Imagine buying a property riddled with termites? Your investment might have just walked out the door, depending on the damage.
8. NOT KNOWING YOUR MARKET
Property managers lament landlords who don’t do any research on what their target market expects and will pay.
The experts agree that treating a property like a business means charging market rent. Pricing a rental property too high will attract less prospective tenants which will reduce the number of good-quality applicants. Conversely, pricing a property too low will negatively impact the financial position of the landlord and not attract your target market.
Your property manager should be on top of comparable properties and managing your rental reviews. Rental increases need to be reasonable and in line with the market.
Remember don’t spend $50,000 on a reno when your target market will only achieve an extra $10/week in rent.
9. THINKING LIKE AN OWNER-OCCUPIER
Selecting a property you would live in or transforming one into something you would like to occupy are the most common mistakes.
Installing the latest finishes will mostly go unnoticed and hurt your hip pocket, especially when you can get the same finish for a fraction of the cost.
Looking at a property with tiled floors because you prefer them, may not be the best option as a carpeted floor will return a greater tax deduction.
10. HAVING INSUFFICENT INSURANCE
Property insurance can be broken into 2 categories, Landlord and Replacement. Many investors underestimate the replacement costs associated in rebuilding their property in today’s climate of compliance and regulations.

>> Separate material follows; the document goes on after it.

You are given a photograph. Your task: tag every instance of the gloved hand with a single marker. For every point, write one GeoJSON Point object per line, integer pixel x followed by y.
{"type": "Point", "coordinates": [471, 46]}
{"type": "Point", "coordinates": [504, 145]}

Likewise, cash flow is also an important consideration when it comes to Landlord Insurance. It might be just another expense, you can do without, but you need to decide how you’d fare should the worst happen. Can you afford a long vacancy period or a tenant in arrears moving out with a cleaning bill that won’t be covered by the bond? What about malicious damage to the property?
Remember, property managers are not infallible and tenant circumstances can change very rapidly in this economic climate.